Charles Mintz has been working on a beautiful and unique potrait project. The subjects are featured in the environment of their Lustron homes; the project is aptly named "Lustron Stories - Amerians at Home".
Lustron homes were created with porcelain baked enamel steel between 1948 and 1950. Charles' series of photographs shines a light on this unusual architectural community living in these cookie-cutter style houses, highlighting their own unique flair.
Here is what Charles writes about the project:
"Lustron Corporation manufactured porcelain baked enamel steel houses in Columbus OH between 1948 and 1950. Virtually everything, exterior siding, roof, interior walls, cabinets, and ceilings were made out of this material. The components were shipped to site on a specially designed trailer and assembled by local contractors."
"Of the 2500 sold, roughly two-thirds are still being used today. These houses were aimed at GI’s returning from the war, as starter homes for young families – an answer to the country’s severe housing shortage."
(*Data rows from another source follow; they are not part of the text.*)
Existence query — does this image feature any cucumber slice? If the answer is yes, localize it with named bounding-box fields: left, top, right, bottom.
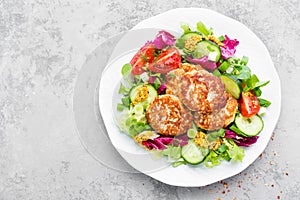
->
left=181, top=32, right=201, bottom=41
left=129, top=84, right=157, bottom=105
left=220, top=74, right=242, bottom=99
left=235, top=114, right=264, bottom=137
left=192, top=40, right=221, bottom=62
left=181, top=140, right=209, bottom=165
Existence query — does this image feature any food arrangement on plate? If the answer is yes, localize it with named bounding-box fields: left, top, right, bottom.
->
left=117, top=22, right=271, bottom=168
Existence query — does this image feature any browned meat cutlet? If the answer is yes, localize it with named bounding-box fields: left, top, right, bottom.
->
left=146, top=94, right=193, bottom=136
left=166, top=63, right=228, bottom=113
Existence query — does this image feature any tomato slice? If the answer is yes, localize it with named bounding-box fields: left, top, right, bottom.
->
left=239, top=91, right=260, bottom=117
left=130, top=43, right=155, bottom=75
left=148, top=47, right=181, bottom=74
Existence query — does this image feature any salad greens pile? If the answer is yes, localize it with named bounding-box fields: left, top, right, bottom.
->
left=117, top=22, right=271, bottom=168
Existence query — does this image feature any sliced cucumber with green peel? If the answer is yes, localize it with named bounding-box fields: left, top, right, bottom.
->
left=129, top=84, right=157, bottom=104
left=220, top=74, right=242, bottom=99
left=192, top=40, right=221, bottom=62
left=235, top=114, right=264, bottom=137
left=181, top=140, right=209, bottom=165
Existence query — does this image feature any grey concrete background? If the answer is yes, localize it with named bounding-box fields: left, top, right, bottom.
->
left=0, top=0, right=300, bottom=200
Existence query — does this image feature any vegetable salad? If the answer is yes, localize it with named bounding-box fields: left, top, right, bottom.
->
left=117, top=22, right=271, bottom=168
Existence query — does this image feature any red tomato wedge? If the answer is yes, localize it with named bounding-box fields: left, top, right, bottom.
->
left=148, top=47, right=181, bottom=74
left=130, top=43, right=155, bottom=75
left=239, top=91, right=260, bottom=117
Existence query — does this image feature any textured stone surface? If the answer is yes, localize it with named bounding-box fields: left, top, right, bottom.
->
left=0, top=0, right=300, bottom=199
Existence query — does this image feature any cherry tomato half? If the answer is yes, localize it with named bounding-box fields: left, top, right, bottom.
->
left=130, top=43, right=155, bottom=75
left=148, top=47, right=181, bottom=74
left=239, top=91, right=260, bottom=117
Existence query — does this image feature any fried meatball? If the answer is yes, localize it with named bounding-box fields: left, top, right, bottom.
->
left=179, top=70, right=228, bottom=113
left=146, top=94, right=193, bottom=136
left=224, top=94, right=238, bottom=127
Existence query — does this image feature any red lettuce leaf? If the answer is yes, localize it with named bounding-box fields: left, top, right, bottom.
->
left=142, top=134, right=188, bottom=150
left=220, top=35, right=239, bottom=59
left=224, top=129, right=259, bottom=147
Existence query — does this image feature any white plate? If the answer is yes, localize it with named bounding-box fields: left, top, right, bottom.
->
left=99, top=8, right=281, bottom=187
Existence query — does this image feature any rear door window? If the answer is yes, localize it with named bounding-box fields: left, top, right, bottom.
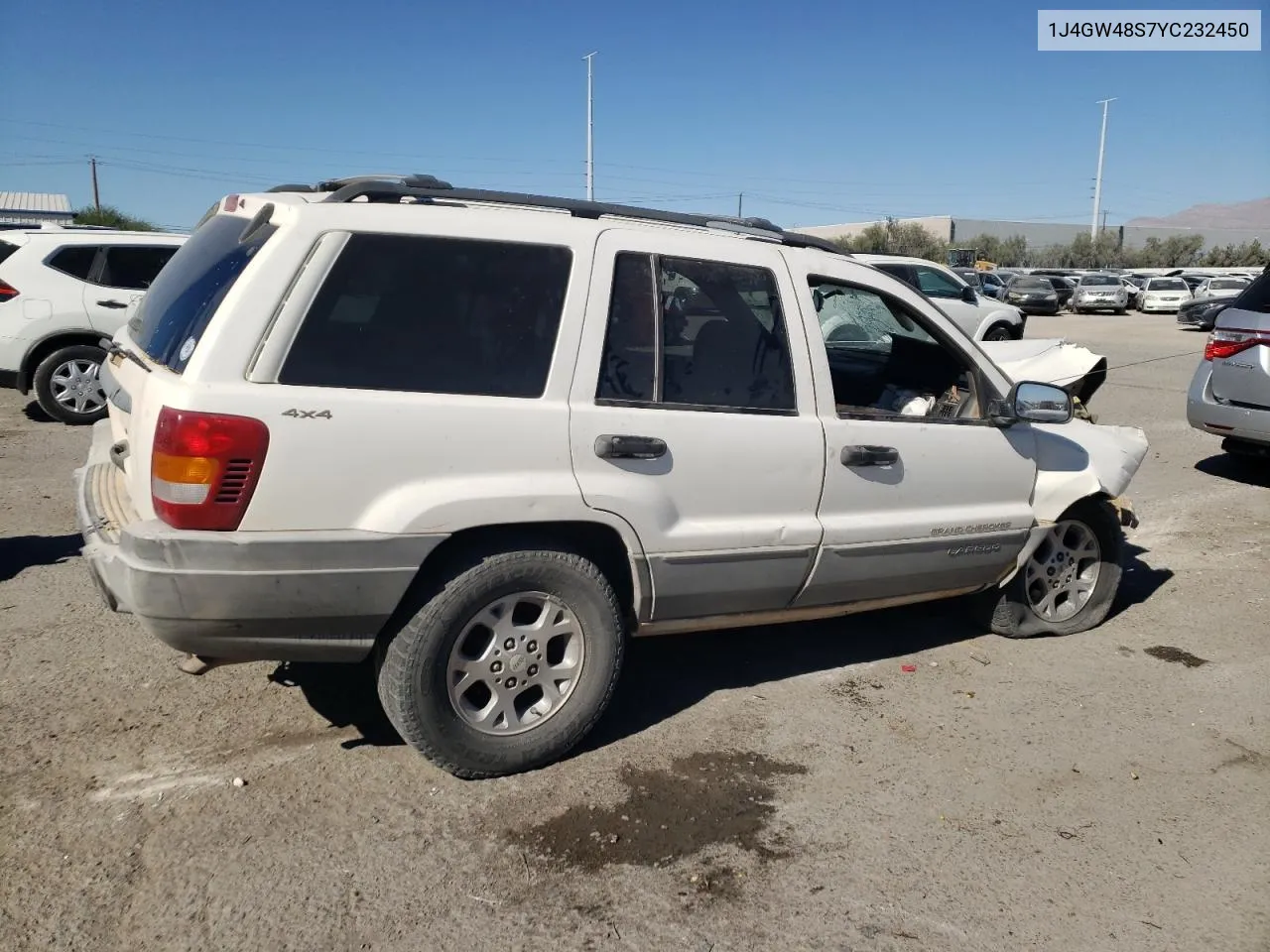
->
left=49, top=245, right=98, bottom=281
left=278, top=235, right=572, bottom=398
left=98, top=245, right=177, bottom=291
left=913, top=264, right=961, bottom=298
left=128, top=214, right=278, bottom=373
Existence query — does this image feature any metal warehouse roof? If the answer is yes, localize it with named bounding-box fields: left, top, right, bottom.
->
left=0, top=191, right=71, bottom=214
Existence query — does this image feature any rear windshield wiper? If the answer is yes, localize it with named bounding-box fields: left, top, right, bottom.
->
left=100, top=337, right=151, bottom=373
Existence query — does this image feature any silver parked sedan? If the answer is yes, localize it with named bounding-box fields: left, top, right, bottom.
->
left=1072, top=274, right=1129, bottom=313
left=1187, top=268, right=1270, bottom=457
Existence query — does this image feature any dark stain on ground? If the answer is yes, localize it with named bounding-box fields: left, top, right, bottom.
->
left=507, top=752, right=807, bottom=878
left=1143, top=645, right=1207, bottom=667
left=1212, top=738, right=1270, bottom=774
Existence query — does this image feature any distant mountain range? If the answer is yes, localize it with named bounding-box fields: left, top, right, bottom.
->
left=1125, top=198, right=1270, bottom=233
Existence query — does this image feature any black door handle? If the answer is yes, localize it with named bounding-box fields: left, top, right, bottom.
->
left=595, top=435, right=666, bottom=459
left=840, top=447, right=899, bottom=466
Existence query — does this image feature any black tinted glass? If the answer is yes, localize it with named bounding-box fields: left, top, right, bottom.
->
left=595, top=253, right=794, bottom=410
left=98, top=245, right=177, bottom=291
left=128, top=214, right=277, bottom=373
left=49, top=245, right=96, bottom=281
left=280, top=235, right=572, bottom=398
left=1230, top=269, right=1270, bottom=313
left=595, top=254, right=657, bottom=401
"Over the past three years, 120 portraits of the people living in these homes in fifteen states have been produced using my large wooden film camera."
"Lustron Stories – Americans at Home explores the course of the Great American Dream since that unique time immediately after the Second World War. At the same time, it looks at the history of prefab and manufactured housing that began with the Bauhaus ideal of using industrial methods and materials to produce affordable housing."
"We learn from the people in the photographs, all living in the same quirky house scattered about the country. They show us a design that has held its purpose for 65 years. More importantly, they speak to us about the meaning of home."